The two types of motion in a straight line are:

• Uniform Motion: When an object moves with a constant speed in a straight line, covering equal distances in equal intervals of time.

• Non-uniform Motion: When an object's speed varies as it moves along a straight line, covering unequal distances in equal intervals of time.

10. What are the important things in Motion In A Straight Line Class 11 Questions?

Important aspects of motion in a straight line include:

• Displacement: The change in position of an object, considering direction.

• Velocity: The rate of change of displacement with time.

• Speed: The rate at which an object covers distance.

• Acceleration: The rate of change of velocity with time.

• Kinematic Equations: These equations relate displacement, velocity, acceleration, and time.

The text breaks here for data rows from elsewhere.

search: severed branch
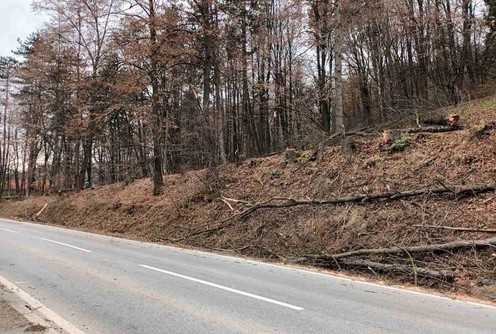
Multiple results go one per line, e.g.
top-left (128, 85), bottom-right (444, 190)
top-left (340, 259), bottom-right (455, 282)
top-left (295, 237), bottom-right (496, 262)
top-left (176, 185), bottom-right (496, 242)
top-left (412, 225), bottom-right (496, 233)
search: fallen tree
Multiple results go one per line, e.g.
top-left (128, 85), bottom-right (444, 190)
top-left (412, 225), bottom-right (496, 234)
top-left (340, 259), bottom-right (455, 282)
top-left (177, 185), bottom-right (496, 242)
top-left (294, 237), bottom-right (496, 262)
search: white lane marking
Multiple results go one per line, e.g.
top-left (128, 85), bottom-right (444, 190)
top-left (5, 218), bottom-right (496, 309)
top-left (0, 275), bottom-right (85, 334)
top-left (0, 227), bottom-right (19, 234)
top-left (140, 264), bottom-right (304, 311)
top-left (40, 238), bottom-right (93, 253)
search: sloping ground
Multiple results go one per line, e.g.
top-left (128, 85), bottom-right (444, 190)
top-left (0, 97), bottom-right (496, 299)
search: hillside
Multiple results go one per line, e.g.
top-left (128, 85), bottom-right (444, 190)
top-left (0, 97), bottom-right (496, 299)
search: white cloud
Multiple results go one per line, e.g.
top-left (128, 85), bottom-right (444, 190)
top-left (0, 0), bottom-right (45, 56)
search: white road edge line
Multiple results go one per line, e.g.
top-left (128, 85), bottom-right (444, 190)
top-left (0, 227), bottom-right (19, 234)
top-left (40, 238), bottom-right (93, 253)
top-left (140, 264), bottom-right (304, 311)
top-left (0, 218), bottom-right (496, 309)
top-left (0, 275), bottom-right (85, 334)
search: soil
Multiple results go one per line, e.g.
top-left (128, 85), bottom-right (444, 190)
top-left (0, 97), bottom-right (496, 300)
top-left (0, 285), bottom-right (29, 333)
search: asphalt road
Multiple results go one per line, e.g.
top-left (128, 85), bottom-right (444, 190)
top-left (0, 220), bottom-right (496, 334)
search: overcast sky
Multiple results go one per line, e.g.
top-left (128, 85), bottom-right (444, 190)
top-left (0, 0), bottom-right (44, 56)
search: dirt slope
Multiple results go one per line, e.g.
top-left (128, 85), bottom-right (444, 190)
top-left (0, 97), bottom-right (496, 298)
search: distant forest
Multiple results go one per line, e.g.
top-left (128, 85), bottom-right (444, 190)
top-left (0, 0), bottom-right (496, 196)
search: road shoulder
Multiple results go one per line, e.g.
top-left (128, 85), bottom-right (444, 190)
top-left (0, 276), bottom-right (67, 334)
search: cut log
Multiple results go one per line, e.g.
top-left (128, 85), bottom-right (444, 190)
top-left (382, 123), bottom-right (462, 145)
top-left (299, 237), bottom-right (496, 262)
top-left (412, 225), bottom-right (496, 233)
top-left (32, 203), bottom-right (48, 221)
top-left (177, 185), bottom-right (496, 241)
top-left (339, 259), bottom-right (455, 282)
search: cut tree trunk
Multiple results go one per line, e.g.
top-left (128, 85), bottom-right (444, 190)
top-left (295, 237), bottom-right (496, 262)
top-left (340, 259), bottom-right (455, 282)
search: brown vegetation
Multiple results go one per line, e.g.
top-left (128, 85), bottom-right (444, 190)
top-left (0, 98), bottom-right (496, 298)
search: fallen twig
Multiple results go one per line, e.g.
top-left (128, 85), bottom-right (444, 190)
top-left (412, 225), bottom-right (496, 233)
top-left (340, 259), bottom-right (455, 282)
top-left (176, 185), bottom-right (496, 242)
top-left (295, 237), bottom-right (496, 262)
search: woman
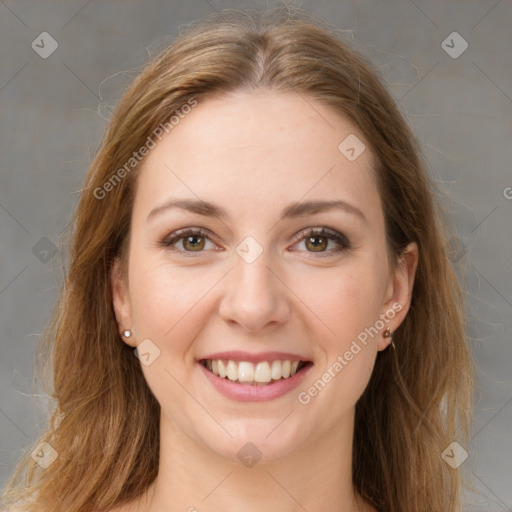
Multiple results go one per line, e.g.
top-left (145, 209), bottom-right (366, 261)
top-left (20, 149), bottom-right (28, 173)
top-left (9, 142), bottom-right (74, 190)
top-left (1, 11), bottom-right (471, 512)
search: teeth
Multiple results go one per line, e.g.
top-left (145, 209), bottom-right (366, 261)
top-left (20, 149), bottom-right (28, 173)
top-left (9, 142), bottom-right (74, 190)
top-left (203, 359), bottom-right (305, 384)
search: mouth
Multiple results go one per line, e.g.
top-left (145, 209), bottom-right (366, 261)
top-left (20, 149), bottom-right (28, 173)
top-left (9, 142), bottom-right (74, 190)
top-left (199, 359), bottom-right (313, 386)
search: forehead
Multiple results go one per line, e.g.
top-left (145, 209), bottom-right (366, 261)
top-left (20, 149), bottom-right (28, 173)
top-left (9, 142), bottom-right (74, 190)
top-left (132, 91), bottom-right (380, 226)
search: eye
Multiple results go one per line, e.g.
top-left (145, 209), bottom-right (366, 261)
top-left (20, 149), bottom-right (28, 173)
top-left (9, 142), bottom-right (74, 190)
top-left (160, 228), bottom-right (215, 252)
top-left (294, 227), bottom-right (350, 257)
top-left (159, 227), bottom-right (350, 257)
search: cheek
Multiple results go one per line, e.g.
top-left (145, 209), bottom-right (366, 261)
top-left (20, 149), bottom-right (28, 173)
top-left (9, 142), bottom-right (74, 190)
top-left (130, 256), bottom-right (222, 352)
top-left (294, 262), bottom-right (382, 349)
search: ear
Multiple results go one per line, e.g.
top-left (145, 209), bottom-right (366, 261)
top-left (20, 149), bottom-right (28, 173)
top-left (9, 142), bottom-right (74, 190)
top-left (110, 258), bottom-right (136, 347)
top-left (378, 242), bottom-right (419, 350)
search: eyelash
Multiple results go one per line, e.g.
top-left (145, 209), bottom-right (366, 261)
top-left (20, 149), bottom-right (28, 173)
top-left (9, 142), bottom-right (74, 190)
top-left (159, 228), bottom-right (350, 258)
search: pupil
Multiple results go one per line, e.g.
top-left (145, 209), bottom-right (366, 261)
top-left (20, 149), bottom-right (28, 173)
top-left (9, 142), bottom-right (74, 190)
top-left (185, 236), bottom-right (204, 249)
top-left (309, 236), bottom-right (325, 249)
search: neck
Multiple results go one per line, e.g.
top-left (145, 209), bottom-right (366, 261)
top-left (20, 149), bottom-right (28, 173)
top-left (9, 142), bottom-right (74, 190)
top-left (137, 408), bottom-right (372, 512)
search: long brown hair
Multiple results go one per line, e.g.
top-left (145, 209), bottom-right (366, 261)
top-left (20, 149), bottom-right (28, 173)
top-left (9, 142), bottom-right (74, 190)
top-left (4, 10), bottom-right (472, 512)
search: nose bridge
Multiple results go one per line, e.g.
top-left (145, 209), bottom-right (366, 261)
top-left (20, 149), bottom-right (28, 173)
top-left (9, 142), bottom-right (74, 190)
top-left (220, 237), bottom-right (289, 331)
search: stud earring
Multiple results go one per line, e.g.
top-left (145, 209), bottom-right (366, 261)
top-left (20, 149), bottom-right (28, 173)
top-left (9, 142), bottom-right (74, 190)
top-left (382, 327), bottom-right (395, 350)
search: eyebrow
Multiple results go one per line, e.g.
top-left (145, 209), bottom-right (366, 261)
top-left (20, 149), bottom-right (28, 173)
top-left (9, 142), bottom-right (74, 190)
top-left (147, 199), bottom-right (368, 224)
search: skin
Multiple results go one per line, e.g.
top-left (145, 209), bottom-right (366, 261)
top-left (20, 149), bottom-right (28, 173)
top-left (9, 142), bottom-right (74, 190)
top-left (112, 91), bottom-right (418, 512)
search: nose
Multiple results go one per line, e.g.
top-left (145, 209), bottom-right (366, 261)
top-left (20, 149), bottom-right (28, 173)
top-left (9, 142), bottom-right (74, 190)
top-left (219, 251), bottom-right (290, 333)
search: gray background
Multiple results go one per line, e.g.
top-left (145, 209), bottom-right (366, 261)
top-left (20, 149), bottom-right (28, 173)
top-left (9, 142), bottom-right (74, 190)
top-left (0, 0), bottom-right (512, 512)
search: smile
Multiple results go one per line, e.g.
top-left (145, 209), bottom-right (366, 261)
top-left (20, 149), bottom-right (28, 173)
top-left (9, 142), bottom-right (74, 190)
top-left (200, 359), bottom-right (311, 386)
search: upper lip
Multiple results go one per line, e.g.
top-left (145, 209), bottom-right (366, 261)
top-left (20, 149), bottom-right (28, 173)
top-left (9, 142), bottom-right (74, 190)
top-left (198, 350), bottom-right (311, 363)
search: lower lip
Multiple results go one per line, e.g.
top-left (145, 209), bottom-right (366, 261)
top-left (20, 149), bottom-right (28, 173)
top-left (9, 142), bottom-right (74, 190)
top-left (197, 363), bottom-right (313, 402)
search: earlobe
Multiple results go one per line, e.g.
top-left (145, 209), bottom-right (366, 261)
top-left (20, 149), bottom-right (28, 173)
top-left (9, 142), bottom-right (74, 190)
top-left (378, 242), bottom-right (419, 351)
top-left (110, 258), bottom-right (135, 346)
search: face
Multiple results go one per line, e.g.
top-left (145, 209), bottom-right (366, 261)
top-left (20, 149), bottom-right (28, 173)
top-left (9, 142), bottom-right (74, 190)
top-left (113, 91), bottom-right (415, 461)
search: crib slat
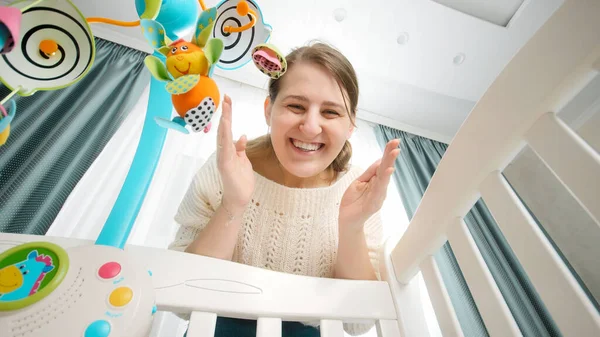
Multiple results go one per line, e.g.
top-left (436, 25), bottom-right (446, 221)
top-left (420, 255), bottom-right (464, 337)
top-left (525, 113), bottom-right (600, 225)
top-left (321, 319), bottom-right (344, 337)
top-left (375, 319), bottom-right (400, 337)
top-left (481, 171), bottom-right (600, 336)
top-left (187, 311), bottom-right (217, 337)
top-left (447, 218), bottom-right (522, 337)
top-left (256, 317), bottom-right (281, 337)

11. In Class 11 Motion In A Straight Line NCERT Solutions, Is motion always in a straight line?

No, motion is not always in a straight line. While this chapter focuses on straight-line motion, objects can move in various types of paths, such as circular motion, projectile motion, or any arbitrary path in two or three dimensions.

12. What is another name for a straight line motion in Motion In Straight Line Class 11 NCERT Solutions?

Another name for straight-line motion is rectilinear motion. This term is often used in physics to describe motion that occurs along a straight path.

13. What is the other name of motion in a straight line in Class 11 Physics Chapter 2 Exercise Solutions?

The other name for motion in a straight line is linear motion. This term highlights the one-dimensional aspect of the motion, indicating that it occurs along a single straight axis.